Die Sicherheitslage in Venezuela wird zu einem der Themen im Vorfeld der Präsidentschaftswahl im Oktober 2012, bei der sich der nach eigenen Angaben von einer Krebserkrankung wiedergenesene Staatschef erneut zur Wahl stellen wird. Bislang prallten die Vorwürfe an Chávez ab. Der schiebt die Verantwortung für die ausufernde Gewalt gerne oppositionellen Gouverneuren oder Bürgermeistern zu. Doch im Land wächst der Protest von Menschenrechtsorganisationen und jungen Studentengruppen, die das hilflose wie fruchtlose Agieren des Staatsapparats nicht mehr länger hinnehmen wollen.

Keine Maßnahme zeigt Wirkung

Der junge Oppositionspolitiker Henrique Capriles (40), der Chávez bei den Wahlen herausfordern will, hat das Sicherheitsthema bereits als wichtigstes Wahlkampfthema entdeckt: „Der Politik fehlt der Wille, die Gewalt zu beenden.“ Chávez reagierte bislang auf Kritik an der Sicherheitssituation im Land mit den immer gleichen Maßnahmen: Er kündigt die Aufstockung der Polizei an.

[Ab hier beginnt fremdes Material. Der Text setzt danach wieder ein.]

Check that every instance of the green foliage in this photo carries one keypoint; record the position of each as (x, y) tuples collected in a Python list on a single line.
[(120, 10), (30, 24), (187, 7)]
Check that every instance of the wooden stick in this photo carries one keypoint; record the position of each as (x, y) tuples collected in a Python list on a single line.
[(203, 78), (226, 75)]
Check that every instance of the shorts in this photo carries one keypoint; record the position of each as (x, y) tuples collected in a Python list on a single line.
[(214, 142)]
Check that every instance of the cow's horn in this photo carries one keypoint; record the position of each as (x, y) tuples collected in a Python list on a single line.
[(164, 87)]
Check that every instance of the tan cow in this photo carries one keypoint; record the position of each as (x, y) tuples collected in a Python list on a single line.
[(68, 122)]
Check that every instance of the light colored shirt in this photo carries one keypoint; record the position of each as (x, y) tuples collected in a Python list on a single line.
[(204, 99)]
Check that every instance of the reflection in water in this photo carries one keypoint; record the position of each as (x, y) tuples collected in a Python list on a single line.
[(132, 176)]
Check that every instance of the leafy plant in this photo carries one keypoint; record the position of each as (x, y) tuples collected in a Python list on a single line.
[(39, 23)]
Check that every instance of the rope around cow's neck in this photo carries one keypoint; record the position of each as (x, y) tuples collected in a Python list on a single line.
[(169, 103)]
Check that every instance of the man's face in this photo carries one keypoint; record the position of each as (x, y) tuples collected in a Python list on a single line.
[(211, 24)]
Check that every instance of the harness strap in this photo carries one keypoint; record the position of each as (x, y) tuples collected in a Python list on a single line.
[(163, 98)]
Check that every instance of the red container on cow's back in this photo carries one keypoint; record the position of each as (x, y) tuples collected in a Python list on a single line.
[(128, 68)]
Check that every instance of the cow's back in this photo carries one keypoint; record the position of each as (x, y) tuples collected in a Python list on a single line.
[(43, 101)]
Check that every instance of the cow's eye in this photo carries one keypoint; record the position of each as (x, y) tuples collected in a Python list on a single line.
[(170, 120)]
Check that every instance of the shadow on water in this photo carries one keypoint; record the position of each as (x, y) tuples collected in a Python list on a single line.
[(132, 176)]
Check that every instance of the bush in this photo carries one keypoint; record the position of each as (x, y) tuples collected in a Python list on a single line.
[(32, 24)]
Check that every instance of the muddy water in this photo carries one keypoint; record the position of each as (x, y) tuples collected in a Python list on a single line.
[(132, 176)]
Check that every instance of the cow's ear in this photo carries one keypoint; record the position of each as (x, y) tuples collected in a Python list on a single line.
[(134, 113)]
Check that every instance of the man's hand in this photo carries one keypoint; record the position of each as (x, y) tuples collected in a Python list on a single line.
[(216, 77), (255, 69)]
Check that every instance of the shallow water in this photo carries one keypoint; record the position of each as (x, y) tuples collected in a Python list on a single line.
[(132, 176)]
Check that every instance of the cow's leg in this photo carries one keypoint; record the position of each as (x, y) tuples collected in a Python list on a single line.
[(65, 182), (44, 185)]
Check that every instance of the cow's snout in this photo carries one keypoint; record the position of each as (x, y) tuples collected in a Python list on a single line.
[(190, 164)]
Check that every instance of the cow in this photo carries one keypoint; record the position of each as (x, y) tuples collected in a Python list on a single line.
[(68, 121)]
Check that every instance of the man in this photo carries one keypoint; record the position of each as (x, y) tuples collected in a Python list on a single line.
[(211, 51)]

Doch bislang hat keine der Maßnahmen Wirkung gezeigt. Auch eine öffentlichkeitswirksam ins Leben gerufene Spezialeinheit der Polizei wurde der Gewalt im Land nicht Herr.

Einst prangte über den Dächern der Hauptstadt ein riesiges Plakat: „Sozialismus, Vaterland oder Tod“ konnten die Venezolaner in metergroßen Buchstaben lesen. Die Prophezeiung der Machthaber hat sich bewahrheitet, wenn auch anders als gedacht: Sowohl Sozialismus als auch Tod sind im Vaterland längst angekommen.